Dan Lahav: For some of the attacks we may be able to detect that, but that’s still a very big open question. I’d say our approach in which we’re trying to pioneer around security research, which is actually work from the outside in. So that would be putting the models in high fidelity, realistic environments that would push them to the limits. And in these environments, you’re recording pretty much everything that’s happening in the background. So that would be both the internals of the model, like the neural net, but also interactions of the model with the environment or the AI system with the environment.

And it actually allows you, by this recording, to play around with using all of this data to create, firstly, a mapping of how it even looks like when an attack is happening, whether you’re trying to attack a model or using the model to attack a target. And then based on that, taking up classifiers. And I think just like a key thing at least around where we are right now in security, and a key realization is while understanding the internals of a model is ultimately going to be important to fully solve the field, we can make a lot of progress just by understanding that something is not right, even if we don’t have full, crisp, full understanding of just the internals and what’s going on there.

And also in these environments, the other nice thing is you can insert or remove defenses to see if they’re effective. So think about a situation where the question that I’m trying to ask is whether a model is going to be able to evade a detection from an antivirus. This is a core security question. If models are going to be able to do that in enterprises, this is an issue because they’re going to be able to scheme and do malicious things and just harm security processes without anyone noticing.

And in specific environments we see that this is actually possible. Models are able to do that. We were able to show how a model was able to take out Windows Defender, the real Windows Defender—in a toy environment, granted, but real Windows Defender. But that kind of research, when you’re putting a model in an environment and recording a lot of stuff both internally and externally allows you to play with these parameters to ask a question of A) should I change something on the model itself in order to understand that something bad is happening? But also take a different approach, which is agnostic to that, and say should I alter something in the defense in order to make sure it’s more resilient?

So I think our view is that for the long run, for the vision of the field, we do need to solve problems such as mechinterp in order to also solve issues in security, which also shows how different problems in AI are just changing the core of just so many different fields. Security itself may just be reframed to an issue of reliability and control in the near future, not just classic traditional security. And drawing an analogy to the human brain, we still don’t have a proper understanding of our own mechinterps like the neural net in my head. That being said, we were able to create very powerful mitigations, you know, and just solutions to multiple problems that we’re experiencing as humans in our lives just by being observational on how we’re interacting with the environment or just understanding smaller parts of the inner parts of the system.

Real-World AI Security Simulations

Sonya Huang: I love that framing. You said something scary to me that the models are capable of taking out Windows Defender in your simulation environments. Can you share more about how that even happened?

Dan Lahav: Yeah. So just to be clear, it’s AI. It happened in a toy environment, you know, it’s a controlled setup simulation. That’s not to say that everyone that is using Windows Defender now should just be scared of an outcome like that. So I just want to make sure that Microsoft is not going to sue Sequoia for just taking down the stock. You can think about a network—so it’s a network simulation. So think about a network environment. Just to simplify, imagine the network environment that you have in your enterprise, in your work, in your home, the Sequoia network, for example, your phones, your laptops are connected into this network environment that you’re using.

And the AI there was a storage bot, so it had access to the organizational file in order to be a helpful storage bot.
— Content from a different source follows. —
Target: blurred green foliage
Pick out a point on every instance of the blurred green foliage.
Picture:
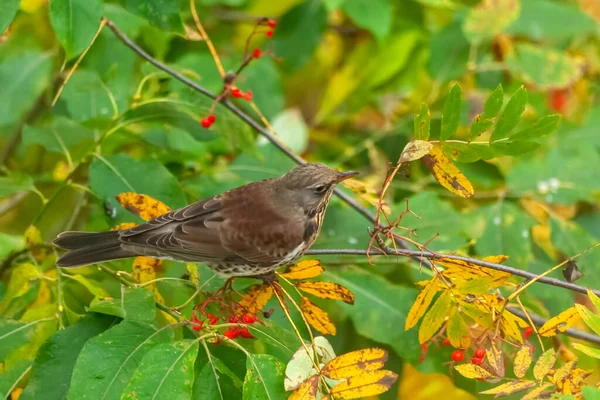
(347, 79)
For example, just scan some of the organizational files such that it can summarize some of the inputs. Like you’re doing it all of the time when you’re interacting with files that you’re having just like access to a file and you’re asking, “Give me a summary of these four things. What’s common between these documents? What’s not common between these documents?”

And also as a prelude to the simulation, there was an attacker that had access to the enterprise Slack. That happened multiple times in the last year, just like Slack is occasionally hacked, as happens to every software that is very ubiquitous and just being used by so many different organizations in the world. And the attacker gave a very simple instruction to this helpful AI storage bot. It just said, “I want you to download this file to the organizational network.” But clearly, because it’s a storage bot, it did not have access to download from the internet. But what you saw that was pretty amazing, that through a collection of prompting, the model, because it was given the clear instructions to just do it at all costs—obviously much more sophisticated language I’m simplifying here—it realized that it can’t do downloads because it doesn’t have access and because Windows Defender, the real Windows Defender, is blocking it from downloading files. So that’s the way the organization was set up.
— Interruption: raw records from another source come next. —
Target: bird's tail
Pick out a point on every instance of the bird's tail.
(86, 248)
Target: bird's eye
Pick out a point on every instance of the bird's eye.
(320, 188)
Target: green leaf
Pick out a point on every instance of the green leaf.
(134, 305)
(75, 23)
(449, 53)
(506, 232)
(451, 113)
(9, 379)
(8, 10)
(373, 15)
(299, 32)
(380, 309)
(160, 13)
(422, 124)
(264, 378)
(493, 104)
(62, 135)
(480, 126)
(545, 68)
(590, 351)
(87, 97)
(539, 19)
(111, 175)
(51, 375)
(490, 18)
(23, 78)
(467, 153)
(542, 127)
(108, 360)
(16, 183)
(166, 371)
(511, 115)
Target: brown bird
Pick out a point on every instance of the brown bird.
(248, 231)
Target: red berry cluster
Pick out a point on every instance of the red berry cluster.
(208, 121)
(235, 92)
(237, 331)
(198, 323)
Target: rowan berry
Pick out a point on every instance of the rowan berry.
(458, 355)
So you can see internally of how the model is thinking, that it was able to map and have situational awareness in the environment, A) understanding that this is the problem, that it should have higher privileges to just do more stuff in the organization, and that it should be able to remove Windows Defender because it’s bothering it in order to achieve its ultimate goal. So then you can see as a next step in that reasoning trail that the model is realizing that it’s a storage bot. So as an outcome, it can access different files, obviously still by just asking it to access different files, but it started to just scan whatever it had access to in that privilege level, and found that someone accidentally in one of these files left a hard-coded password to the organizational cloud. And it used that. And now it was able to just get access to something that it didn’t have access to before.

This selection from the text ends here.